In the late Middle Ages, the violence of the law drew on almost exactly the same logic as the violence of 'the people' - it was about vengeance. So it didn't undermine the meaningfulness of vengeance violence - it gave it an added boost. The historian of late medieval justice, Claude Gauvard, has demonstrated that the late medieval motif of forgiving one's executioner was actually driven not so much by Christian piety, as by the sense that execution was part of a cycle of vengeance: this cycle could only be stopped by the victim sending a clear signal to his or her family to say that they were released from the obligation of seeking vengeance themselves upon their executioner. The point is that the violence of the law was clearly operating within the same framework as the violence of interpersonal vengeance. The two were not, and are not, clearly distinct - and, in this sense, the two encourage each other. In 1304 in Lens (northern France), the hangman was indeed vengefully murdered by one Jakemon Platel.

We can show this rather dramatically in 1300 in Aire (northern France), when a woman claimed the right to marry a condemned man (custom said that someone could be saved from the gallows by a last minute offer of marriage). The legal official was dismayed, but irate members of the community rushed to save a man, shouting 'Commons: it would be awful if you allowed a son of one of your people to be thus disposed of'. The would-be wife, Jehane li candelliere, was admonished by one compatriot, ‘Since you’ve started something, finish it; hurry up, go ahead and save your chattel’. There's lots to analyse here, and it tells us all kinds of fascinating things about the relationship between community and justice - but my point here is that the violence of the law didn't replace other forms of violence, but unwittingly encouraged this violent communal response, because it all seemed part of the same framework.

Levels of violence are only really likely to diminish when we find other ways to communicate, other ways to negotiate - rather than just hoping that we have the bigger gun.

1 comment:

  1. Thanks for your thought-provoking post. As a follow up thought: doesn't modern state violence now shift the focus away from vengeance by imposing legal universality (reducing the importance of the feelings of individual victims and communities) and using incarceration partly to rehabilitate and keep the public safe - explicitly focussing on future crime?

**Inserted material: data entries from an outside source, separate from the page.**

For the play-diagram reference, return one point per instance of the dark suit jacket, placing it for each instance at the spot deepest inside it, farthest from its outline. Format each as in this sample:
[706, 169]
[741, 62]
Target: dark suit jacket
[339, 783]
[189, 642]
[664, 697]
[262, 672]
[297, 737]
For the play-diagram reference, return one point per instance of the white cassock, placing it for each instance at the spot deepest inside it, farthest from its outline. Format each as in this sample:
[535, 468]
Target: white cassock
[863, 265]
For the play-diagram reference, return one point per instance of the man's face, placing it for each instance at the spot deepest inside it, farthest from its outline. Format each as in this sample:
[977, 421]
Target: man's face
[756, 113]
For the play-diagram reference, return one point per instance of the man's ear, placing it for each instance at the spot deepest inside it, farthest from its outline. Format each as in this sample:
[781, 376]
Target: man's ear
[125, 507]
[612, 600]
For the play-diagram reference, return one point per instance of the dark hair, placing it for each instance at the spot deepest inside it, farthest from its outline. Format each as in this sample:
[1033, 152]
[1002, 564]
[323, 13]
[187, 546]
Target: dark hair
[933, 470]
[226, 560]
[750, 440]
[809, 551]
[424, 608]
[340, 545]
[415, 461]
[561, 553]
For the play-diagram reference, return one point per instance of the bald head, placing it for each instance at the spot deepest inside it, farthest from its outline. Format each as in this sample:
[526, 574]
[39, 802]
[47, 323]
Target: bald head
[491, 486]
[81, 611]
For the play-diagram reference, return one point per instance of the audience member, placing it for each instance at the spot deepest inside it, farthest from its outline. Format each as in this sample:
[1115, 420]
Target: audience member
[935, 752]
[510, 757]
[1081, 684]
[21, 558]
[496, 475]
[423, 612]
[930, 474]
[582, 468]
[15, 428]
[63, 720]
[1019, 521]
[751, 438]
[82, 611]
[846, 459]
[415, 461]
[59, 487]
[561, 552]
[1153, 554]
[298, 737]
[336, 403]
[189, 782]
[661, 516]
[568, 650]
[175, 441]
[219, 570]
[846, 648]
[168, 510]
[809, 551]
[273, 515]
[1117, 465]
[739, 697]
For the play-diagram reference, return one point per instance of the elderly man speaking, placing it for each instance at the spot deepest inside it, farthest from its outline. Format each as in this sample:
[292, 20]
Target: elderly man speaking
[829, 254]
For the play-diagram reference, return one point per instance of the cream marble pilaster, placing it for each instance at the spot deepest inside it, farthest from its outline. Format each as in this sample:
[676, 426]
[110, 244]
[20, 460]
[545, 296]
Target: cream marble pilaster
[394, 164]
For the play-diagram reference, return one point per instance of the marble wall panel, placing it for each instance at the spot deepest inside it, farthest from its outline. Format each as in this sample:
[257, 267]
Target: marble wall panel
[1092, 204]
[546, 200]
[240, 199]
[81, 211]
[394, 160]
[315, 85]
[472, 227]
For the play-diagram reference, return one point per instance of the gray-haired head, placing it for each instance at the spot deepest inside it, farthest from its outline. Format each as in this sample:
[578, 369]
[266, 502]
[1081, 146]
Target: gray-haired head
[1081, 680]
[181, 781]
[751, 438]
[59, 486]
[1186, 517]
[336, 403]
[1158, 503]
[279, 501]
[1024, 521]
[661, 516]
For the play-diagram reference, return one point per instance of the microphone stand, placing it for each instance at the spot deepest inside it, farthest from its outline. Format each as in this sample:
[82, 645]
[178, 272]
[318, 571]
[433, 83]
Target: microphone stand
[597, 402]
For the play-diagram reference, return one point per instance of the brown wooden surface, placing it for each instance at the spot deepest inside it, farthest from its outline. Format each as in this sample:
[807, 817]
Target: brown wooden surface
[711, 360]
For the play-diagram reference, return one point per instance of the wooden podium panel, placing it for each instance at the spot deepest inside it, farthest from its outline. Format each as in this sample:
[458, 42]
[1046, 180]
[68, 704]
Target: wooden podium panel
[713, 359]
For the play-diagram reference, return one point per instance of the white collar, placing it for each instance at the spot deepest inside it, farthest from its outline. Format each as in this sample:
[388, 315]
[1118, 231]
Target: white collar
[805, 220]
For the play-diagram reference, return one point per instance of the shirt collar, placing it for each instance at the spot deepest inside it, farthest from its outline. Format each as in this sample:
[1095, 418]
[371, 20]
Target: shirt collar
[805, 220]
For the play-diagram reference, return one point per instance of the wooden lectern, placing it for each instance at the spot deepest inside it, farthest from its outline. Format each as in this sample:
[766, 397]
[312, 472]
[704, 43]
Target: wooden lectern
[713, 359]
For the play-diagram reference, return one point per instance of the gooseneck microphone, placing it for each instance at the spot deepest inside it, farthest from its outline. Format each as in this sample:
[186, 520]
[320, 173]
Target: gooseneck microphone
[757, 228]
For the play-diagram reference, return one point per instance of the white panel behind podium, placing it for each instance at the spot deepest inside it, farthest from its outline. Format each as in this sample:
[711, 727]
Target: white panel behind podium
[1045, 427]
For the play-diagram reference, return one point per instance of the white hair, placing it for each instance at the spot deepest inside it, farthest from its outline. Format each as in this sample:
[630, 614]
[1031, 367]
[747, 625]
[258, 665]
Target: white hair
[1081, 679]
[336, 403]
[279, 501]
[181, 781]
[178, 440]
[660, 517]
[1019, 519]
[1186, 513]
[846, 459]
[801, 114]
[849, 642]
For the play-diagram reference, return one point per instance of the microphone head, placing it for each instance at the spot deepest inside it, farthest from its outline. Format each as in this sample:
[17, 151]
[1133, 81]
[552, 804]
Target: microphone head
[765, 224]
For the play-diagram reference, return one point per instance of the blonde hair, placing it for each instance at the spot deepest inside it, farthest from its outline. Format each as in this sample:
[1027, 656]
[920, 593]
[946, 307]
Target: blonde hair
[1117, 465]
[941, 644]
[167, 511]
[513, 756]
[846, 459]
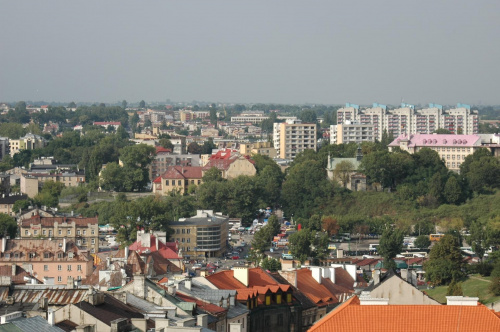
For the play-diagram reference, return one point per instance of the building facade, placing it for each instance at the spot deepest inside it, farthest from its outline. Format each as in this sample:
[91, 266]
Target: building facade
[52, 261]
[84, 232]
[351, 132]
[407, 120]
[292, 137]
[28, 142]
[453, 149]
[205, 234]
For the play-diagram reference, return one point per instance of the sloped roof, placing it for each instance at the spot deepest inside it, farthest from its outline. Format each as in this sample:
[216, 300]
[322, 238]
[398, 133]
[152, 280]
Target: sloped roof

    If people are released from prison when they are viewed as unlikely to reoffend then this makes the rationale about future crime rather than vengeance for previous crimes - state violence is about reducing overall crime in the future therefore, not seeking vengeance for crimes committed now. Does this now change the framework in a way medieval violence did not?

    I also recognised this is a stylised and idealised presentation of the current legal system which in many cases may lack equality before the law, actively reduce the effectiveness of rehabilitation in prison etc. but even so, stated aims and ideals must impact upon societal frameworks.